Pour Almunia lui-même, le PSOE devait utiliser "sa propre liberté de choisir ses interlocuteurs dans les différents secteurs qui composent IU". Et passant des paroles aux actes, la branche catalane du Parti Socialiste signa, en août de cette année, un Programme Commun avec Initiative pour la Catalogne (formation qui était membre de IU à l'échelle nationale), tout en maintenant des listes séparées en vue des futures élections en Catalogne. Son projet était de "constituer une nouvelle majorité alternative dans le parlement catalan" face au dirigeant de la droite nationaliste Pujol. Quelques mois auparavant le Parti Socialiste avait signé avec la Gauche Unie de Galice un accord électoral comportant la mise en place de listes communes pour les élections régionales de Galice d'octobre 1997 qui viennent de se dérouler.

Comme on le voit l'enjeu de toutes ces rivalités et de toutes ces manoeuvres était de rechercher les moyens d'attirer à soi l'électorat de la gauche, mais non de réagir contre les attaques que subissent les travailleurs, attaques qui continuent de se multiplier.
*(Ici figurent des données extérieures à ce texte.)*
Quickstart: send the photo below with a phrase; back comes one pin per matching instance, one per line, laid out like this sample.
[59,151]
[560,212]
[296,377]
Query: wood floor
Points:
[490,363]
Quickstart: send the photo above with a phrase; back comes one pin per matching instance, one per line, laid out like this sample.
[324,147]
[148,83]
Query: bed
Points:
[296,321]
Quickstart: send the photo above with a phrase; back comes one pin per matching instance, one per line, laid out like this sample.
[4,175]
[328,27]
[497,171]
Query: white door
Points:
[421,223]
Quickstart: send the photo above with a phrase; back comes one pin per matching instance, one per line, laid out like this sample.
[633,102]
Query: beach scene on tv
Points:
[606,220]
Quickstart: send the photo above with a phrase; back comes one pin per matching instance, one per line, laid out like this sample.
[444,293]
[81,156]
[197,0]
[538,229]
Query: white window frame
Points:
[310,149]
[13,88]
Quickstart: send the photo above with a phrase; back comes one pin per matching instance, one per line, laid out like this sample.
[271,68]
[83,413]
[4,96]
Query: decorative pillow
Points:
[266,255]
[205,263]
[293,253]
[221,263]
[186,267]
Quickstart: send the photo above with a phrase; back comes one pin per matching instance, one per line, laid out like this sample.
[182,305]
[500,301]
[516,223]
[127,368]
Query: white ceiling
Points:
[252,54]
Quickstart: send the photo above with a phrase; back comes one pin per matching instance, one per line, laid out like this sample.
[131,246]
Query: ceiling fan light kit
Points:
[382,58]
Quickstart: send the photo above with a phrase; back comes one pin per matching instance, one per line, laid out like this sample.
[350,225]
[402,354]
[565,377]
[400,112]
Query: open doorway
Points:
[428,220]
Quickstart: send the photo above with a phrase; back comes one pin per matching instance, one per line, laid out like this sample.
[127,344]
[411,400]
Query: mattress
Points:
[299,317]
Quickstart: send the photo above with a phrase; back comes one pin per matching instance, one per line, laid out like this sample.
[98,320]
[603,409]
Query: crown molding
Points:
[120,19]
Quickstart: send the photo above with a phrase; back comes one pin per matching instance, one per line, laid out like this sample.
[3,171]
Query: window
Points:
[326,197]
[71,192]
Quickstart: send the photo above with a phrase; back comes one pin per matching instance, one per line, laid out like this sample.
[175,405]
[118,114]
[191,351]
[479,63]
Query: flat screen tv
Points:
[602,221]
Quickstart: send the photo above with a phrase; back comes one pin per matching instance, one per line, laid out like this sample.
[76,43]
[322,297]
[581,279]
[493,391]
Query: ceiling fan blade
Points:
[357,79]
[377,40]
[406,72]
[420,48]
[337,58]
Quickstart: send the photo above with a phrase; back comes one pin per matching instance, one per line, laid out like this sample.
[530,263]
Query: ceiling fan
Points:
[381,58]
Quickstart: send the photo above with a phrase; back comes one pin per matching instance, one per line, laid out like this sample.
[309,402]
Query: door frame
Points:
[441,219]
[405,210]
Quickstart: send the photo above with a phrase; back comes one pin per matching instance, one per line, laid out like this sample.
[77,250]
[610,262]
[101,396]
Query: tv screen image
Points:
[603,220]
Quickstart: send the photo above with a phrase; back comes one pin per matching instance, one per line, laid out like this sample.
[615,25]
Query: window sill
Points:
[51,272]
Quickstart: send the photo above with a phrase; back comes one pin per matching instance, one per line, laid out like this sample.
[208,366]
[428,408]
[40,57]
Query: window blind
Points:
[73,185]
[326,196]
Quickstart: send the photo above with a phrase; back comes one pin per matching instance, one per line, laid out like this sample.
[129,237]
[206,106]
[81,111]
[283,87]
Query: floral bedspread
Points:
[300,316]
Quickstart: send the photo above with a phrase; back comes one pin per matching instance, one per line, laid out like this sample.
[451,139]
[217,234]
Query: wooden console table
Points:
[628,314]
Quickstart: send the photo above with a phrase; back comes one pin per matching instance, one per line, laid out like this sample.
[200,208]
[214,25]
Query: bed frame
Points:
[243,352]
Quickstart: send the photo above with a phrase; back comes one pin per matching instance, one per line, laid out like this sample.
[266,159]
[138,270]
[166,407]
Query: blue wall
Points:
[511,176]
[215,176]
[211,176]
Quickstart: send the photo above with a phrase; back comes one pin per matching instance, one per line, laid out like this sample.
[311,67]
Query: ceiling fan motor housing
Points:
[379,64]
Pour la direction nationale de IU (celle du PCE), le problème réside dans le fait que le PSOE veut "consolider un système bipartite" qui cantonnerait le PCE dans une situation marginale. Et pour le moment, la direction du PCE estime avoir besoin de maintenir son identité, d'apparaître comme "une gauche non subordonnée". Pour réaffirmer son propre rôle indépendant, la direction de IU n'a pas hésité à voter certaines lois présentées par le gouvernement de droite. Mais cette politique se situe aussi dans la perspective de réaliser à terme et dans un meilleur rapport de forces, un accord avec le PSOE.

Au-delà des manoeuvres électoralistes, la direction de IU n'a rien de nouveau à offrir à ses militants sauf de "parier sur l'unité avec le centre-droit". Mais n'est-ce pas justement là ce que dit le PSOE ?

Ni le PCE et la majorité d'Izquierda Unida, ni les dissidents de cette coalition, ni le Parti Socialiste, ne misent sur une politique qui viserait à s'attaquer au véritable problème qui se pose à la classe ouvrière : celui des énormes profits que le patronat réalise au prix d'un développement toujours plus important du chômage et de la dégradation des conditions de vie des travailleurs. Ils ne misent pas non plus sur le fait qu'il faut préparer les travailleurs à s'opposer aux attaques du gouvernement et du patronat.

C'est pourtant bien l'important, bien loin des petites querelles qui agitent le monde de ceux qui ont vu dans IU le moyen de réaliser leurs ambitions politiques, ou de ceux qui, parce qu'ils confondent la nécessaire recherche de l'unité de la classe ouvrière dans la lutte avec les combines de politiciens douteux, ont placé leurs espoirs dans ce regroupement purement électoraliste.